Épidémie de choléra au Tchad : la capitale n’Djamena en première ligne face à la crise sanitaire
L’épidémie de choléra qui frappe le Tchad s’aggrave, avec un bilan de 320 cas et 15 décès enregistrés au 8 août. En seulement trois jours, 52 nouvelles contaminations ont été confirmées, confirmant la rapidité de propagation du virus. N’Djamena, la capitale, concentre le taux de mortalité le plus élevé du pays : 8 décès pour 92 malades, soit un taux de létalité de 8,7 %. Plus de 143 000 personnes ont déjà été vaccinées dans les zones les plus exposées.
- Santé

Au 8 août, le Tchad dénombrait 320 cas de choléra et 15 décès, selon les dernières données officielles. En 72 heures, 52 nouvelles contaminations ont été signalées, portant le taux de létalité national à 4,7 %, bien au-delà du seuil de 1 % considéré comme acceptable dans un contexte de prise en charge optimale. Trois provinces sont actuellement affectées : Hadjer-Lamis, le Lac et N’Djamena. Douze zones sanitaires réparties dans 58 villages et quartiers déclarent des cas confirmés.

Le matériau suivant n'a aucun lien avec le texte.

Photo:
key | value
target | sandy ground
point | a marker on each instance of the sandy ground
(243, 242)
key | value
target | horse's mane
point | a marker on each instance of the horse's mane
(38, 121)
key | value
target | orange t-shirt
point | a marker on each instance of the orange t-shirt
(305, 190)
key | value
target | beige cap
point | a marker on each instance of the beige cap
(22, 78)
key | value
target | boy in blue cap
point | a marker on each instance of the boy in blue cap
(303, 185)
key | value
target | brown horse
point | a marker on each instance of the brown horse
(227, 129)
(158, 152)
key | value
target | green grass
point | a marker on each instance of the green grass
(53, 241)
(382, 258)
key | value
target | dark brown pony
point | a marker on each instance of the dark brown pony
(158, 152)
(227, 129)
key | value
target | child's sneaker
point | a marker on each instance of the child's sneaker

Hadjer-Lamis enregistre le plus grand nombre de malades, avec 168 cas et 5 décès dans le district de Karal, soit un taux de létalité de 3 %. La situation est particulièrement critique à N’Djamena, où malgré un nombre de cas inférieur (92), le bilan humain est lourd : 8 décès. Le taux de létalité y atteint 8,7 %, le plus élevé du pays. Dans la province du Lac, autour du district de Kangalom, 60 cas et 2 décès ont été recensés, avec un taux de létalité de 3,3 %. Les analyses en laboratoire confirment une circulation active du vibrion cholérique : 27 des 48 prélèvements analysés (56 %) sont positifs.
Un impact disproportionné sur les enfants
Les données épidémiologiques révèlent une vulnérabilité accrue des plus jeunes. L’âge médian des personnes infectées est de 10 ans, et 84 % des patients arrivent avec une déshydratation modérée ou sévère, signe d’une évolution rapide vers les formes graves. À l’échelle nationale, le taux d’attaque est de 13,3 cas pour 100 000 habitants, reflétant une propagation préoccupante.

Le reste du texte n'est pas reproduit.